Furthermore, the biological systems we study (B-DNA, microtubules) operate under multiple competing constraints that extend well beyond simple fractal scaling. The deviations from the golden ratio that we document (e.g., 1.70 vs 1.618) reflect not just two-scale geometric relationships, but the complex interplay of base pair sterics, hydration effects, mechanical stability, and information-theoretic optimization—constraints that are naturally encoded in the BSD conjecture's balance of periods, canonical heights, Tamagawa numbers, and Tate-Shafarevich groups.
I propose to acknowledge the referee's insight with a brief addition to Section 5.6 that positions two-scale fractal dimensions as one complementary geometric perspective, while maintaining the paper's focus on its novel mathematical biology framework. This approach respects the referee's mathematical expertise while preserving the manuscript's unique contribution to understanding biological optimization through arithmetic geometry.

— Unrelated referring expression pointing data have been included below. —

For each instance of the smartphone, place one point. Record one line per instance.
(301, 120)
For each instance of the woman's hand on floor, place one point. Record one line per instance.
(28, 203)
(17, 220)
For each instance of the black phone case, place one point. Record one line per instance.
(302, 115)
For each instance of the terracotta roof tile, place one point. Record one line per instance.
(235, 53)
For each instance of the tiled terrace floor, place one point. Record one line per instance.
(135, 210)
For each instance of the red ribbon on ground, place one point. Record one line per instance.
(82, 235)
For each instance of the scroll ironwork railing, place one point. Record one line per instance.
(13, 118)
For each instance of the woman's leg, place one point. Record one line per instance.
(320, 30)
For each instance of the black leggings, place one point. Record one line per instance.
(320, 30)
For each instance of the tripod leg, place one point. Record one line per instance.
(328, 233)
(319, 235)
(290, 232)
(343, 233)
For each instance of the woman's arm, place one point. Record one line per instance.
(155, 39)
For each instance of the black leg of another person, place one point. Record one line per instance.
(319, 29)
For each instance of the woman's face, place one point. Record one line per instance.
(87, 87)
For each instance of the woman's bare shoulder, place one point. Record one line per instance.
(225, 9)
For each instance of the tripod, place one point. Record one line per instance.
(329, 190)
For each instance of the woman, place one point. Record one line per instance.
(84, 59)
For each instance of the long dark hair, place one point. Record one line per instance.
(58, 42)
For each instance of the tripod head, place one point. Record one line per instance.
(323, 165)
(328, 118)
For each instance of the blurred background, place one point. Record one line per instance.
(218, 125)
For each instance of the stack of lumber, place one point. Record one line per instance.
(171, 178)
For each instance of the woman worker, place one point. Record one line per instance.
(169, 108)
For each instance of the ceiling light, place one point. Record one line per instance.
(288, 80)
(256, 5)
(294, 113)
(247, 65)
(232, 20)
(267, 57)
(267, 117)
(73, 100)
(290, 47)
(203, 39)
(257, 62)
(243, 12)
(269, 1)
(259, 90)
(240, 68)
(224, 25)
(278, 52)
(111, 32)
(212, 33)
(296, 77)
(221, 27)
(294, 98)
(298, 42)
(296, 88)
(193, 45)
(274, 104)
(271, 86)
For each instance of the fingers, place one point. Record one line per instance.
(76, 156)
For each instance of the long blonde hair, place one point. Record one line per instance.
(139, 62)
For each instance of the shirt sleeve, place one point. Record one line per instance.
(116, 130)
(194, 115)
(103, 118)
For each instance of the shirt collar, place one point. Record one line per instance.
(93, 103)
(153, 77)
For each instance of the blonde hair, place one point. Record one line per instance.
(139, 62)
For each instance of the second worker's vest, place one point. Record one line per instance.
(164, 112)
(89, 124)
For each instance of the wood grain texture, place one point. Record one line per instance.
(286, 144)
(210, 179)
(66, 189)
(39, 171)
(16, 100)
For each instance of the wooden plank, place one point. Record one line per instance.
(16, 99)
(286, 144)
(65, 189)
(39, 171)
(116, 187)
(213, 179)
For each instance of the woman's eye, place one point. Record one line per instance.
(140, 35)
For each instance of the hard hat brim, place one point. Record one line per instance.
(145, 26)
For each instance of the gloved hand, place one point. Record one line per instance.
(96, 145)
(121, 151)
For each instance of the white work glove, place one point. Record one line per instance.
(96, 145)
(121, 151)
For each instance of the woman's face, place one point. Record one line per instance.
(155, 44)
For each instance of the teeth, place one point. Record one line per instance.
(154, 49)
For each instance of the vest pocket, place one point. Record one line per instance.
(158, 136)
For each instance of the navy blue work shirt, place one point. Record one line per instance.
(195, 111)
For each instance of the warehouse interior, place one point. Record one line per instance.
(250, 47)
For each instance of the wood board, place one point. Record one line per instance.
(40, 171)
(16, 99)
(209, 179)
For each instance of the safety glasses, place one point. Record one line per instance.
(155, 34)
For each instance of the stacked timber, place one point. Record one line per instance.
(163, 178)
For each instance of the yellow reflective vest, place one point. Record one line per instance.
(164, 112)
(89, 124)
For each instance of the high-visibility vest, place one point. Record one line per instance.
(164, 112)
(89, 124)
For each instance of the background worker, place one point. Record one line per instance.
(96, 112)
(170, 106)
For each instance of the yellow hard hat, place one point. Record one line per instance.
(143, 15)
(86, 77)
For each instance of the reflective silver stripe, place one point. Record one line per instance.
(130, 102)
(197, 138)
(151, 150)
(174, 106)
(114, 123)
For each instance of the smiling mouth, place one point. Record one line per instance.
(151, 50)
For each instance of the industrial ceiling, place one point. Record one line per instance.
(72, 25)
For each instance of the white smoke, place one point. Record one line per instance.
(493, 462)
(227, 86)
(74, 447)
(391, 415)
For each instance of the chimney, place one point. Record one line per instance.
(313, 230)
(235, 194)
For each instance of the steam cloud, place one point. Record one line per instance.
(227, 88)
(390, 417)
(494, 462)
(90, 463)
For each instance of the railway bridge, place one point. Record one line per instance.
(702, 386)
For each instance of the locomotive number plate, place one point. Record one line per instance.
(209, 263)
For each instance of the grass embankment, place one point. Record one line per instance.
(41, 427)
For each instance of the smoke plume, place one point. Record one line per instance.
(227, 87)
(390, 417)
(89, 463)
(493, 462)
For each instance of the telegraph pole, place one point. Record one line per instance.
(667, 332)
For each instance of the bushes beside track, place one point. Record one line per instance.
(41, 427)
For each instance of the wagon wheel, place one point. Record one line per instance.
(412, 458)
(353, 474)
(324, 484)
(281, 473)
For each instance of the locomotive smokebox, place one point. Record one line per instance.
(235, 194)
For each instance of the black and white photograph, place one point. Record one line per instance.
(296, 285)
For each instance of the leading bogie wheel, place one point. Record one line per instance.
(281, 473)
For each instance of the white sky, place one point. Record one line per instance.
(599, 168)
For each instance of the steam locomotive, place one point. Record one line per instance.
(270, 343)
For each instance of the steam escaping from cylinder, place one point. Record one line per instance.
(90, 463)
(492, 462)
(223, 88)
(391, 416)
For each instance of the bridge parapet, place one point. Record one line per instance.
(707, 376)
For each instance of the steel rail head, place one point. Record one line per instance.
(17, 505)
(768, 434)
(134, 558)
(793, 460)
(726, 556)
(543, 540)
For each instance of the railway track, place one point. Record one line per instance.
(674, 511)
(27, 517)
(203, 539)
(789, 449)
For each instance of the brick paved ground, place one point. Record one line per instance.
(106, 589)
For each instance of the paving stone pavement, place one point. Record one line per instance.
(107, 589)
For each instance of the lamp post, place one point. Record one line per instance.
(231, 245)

The correspondence between quantum topology, elliptic curve L-functions, and biological structure represents a fundamentally new bridge between pure mathematics and biology. Adding extensive fractal theory, however mathematically sound, risks diluting this central message and transforming a breakthrough in mathematical biology into a more conventional geometric analysis.
I believe the current manuscript, with its existing fractal discussion in Section 5.6, strikes the appropriate balance between acknowledging geometric interpretations and highlighting the deeper arithmetic-geometric principles that constitute the paper's primary contribution.